A set of special Workflow plugins allows to edit the Metadata during a Workflow process (see Metadata and Metadata Tasks). This topic describes what you have to know about Metadata in order to be able to use these plugins effectively.

How data and Metadata influence each other

When Metadata are created, they are based upon a data file. However, modifying one file doesn't automatically change the other, and Metadata aren't reset by default in a Branch, Condition or Loop.

  • Modifying Metadata does not immediately modify the data. This is one of the benefits of Metadata because you can sort it, filter it, sequence it, add data to it, without ever modifying the data file itself. This is important because if you, for instance, filter out certain data pages from the Metadata and then save your data file with the Send to Folder task, the full data file is saved, not the filtered one. However in some cases Metadata does affect your output directly (see How Metadata affects the output).

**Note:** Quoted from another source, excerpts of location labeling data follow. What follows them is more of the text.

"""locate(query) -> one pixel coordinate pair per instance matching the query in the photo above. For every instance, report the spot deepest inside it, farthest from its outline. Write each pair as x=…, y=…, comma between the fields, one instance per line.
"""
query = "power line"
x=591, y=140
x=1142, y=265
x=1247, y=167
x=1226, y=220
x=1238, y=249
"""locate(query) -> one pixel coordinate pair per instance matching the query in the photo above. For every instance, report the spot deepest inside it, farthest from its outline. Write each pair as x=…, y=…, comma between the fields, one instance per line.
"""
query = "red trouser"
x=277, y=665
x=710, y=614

  • Modifying data does not immediately modify the Metadata. So, if you have a PDF file with Metadata and you use a PDF splitter, the Metadata information would still reflect the original data, not the split. This can generally be resolved by using the Create Metadata plugin (again).

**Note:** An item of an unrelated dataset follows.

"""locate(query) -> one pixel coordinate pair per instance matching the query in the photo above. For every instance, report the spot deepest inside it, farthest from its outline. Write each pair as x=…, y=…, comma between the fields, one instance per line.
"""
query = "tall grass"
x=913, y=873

  • Branches, Conditions and Loops (such as the PDF Splitter) do not reset the Metadata. This is important to know in cases where Metadata does affect your output (see How Metadata affects the output). Not handling the Metadata properly in such cases can cause confusing issues because the Metadata and the Data may become out of sync.

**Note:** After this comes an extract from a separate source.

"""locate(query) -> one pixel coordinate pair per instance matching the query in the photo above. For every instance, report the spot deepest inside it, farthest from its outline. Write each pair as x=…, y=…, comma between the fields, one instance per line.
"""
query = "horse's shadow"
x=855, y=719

How tasks influence Metadata

As a general rule, only Input tasks and Metadata related tasks modify Metadata. There are, however, a few notable exceptions:

How Metadata affects the output

By default the data file is not affected when the Metadata are modified. There are however a few situations in which Metadata will or may affect the output.

Output issues caused by Metadata, and how to avoid them

A Branch, Loop (the PDF Splitter, for instance, or the Loop task) and Condition don't reset the Metadata. This can cause confusing issues if they are used in combination with a task that takes the Metadata into account.
To avoid such issues, either regenerate your Metadata inside the (condition) branch or loop as early as possible (see Create Metadata), or use the Metadata File Management to delete the active Metadata file and let the data file be taken into account instead of the Metadata.

Example

Here is an example of an issue that occurs when Metadata is not re-created in a Loop.

In the following process, the Job file is a PDF that contains several invoices. Some (but not all) of those invoices start with a separator page that you don't want to print. Invoices that don't have a separator page should be printed as-is.
The process would look something like this (by default):

  • Step 2 splits the PDF whenever it encounters a new Invoice Number on the Top Right corner of a page. From this point on, the rest of the process applies to each split (i.e. each invoice).

  • Step 3 checks if the first page is a separator (presumably by looking for some kind of keyword on the page).

  • If a separator page was found, step 4 creates Metadata for the split PDF…

  • ...and step 5 filters out the first page (which means the Metadata unselects the first Data Page, in effect "hiding" it from the Print Output task).

  • Step 6 prints the PDF to a printer. When printing a PDF file in passthrough mode, the Metadata is inspected to determine which pages should print or not. In this case, Page 1 is unselected in the Metadata, therefore the printer receives the job starting from Page 2, which is exactly what you want.

  • Step 7 prints the entire PDF since no separator page was found.

Now here comes the issue:

  • The process moves back up to Task 2 in order to process the second split of the original PDF. The Metadata file still exists in the process! So far, it doesn't impact the rest of the process… but wait…

  • Let's say in step 3 no separator page is found on page 1 of the second split PDF.

  • Step 7 prints that second split PDF… but page 1 is unselected in the Metadata (because the Metadata was carried over from the last split!) so at the very least, you will be missing one page. If the second split has more pages than the first one, other pages at the end will get missing as well, as the Metadata doesn't know about it. Or if it has less pages than the first one, the last pages will be blank.

To avoid running into the issue, you should use the Create Metadata task to re-create the Metadata immediately after every split, thus ensuring that the process cannot, in either branch of the condition, be using the Metadata from the previous split.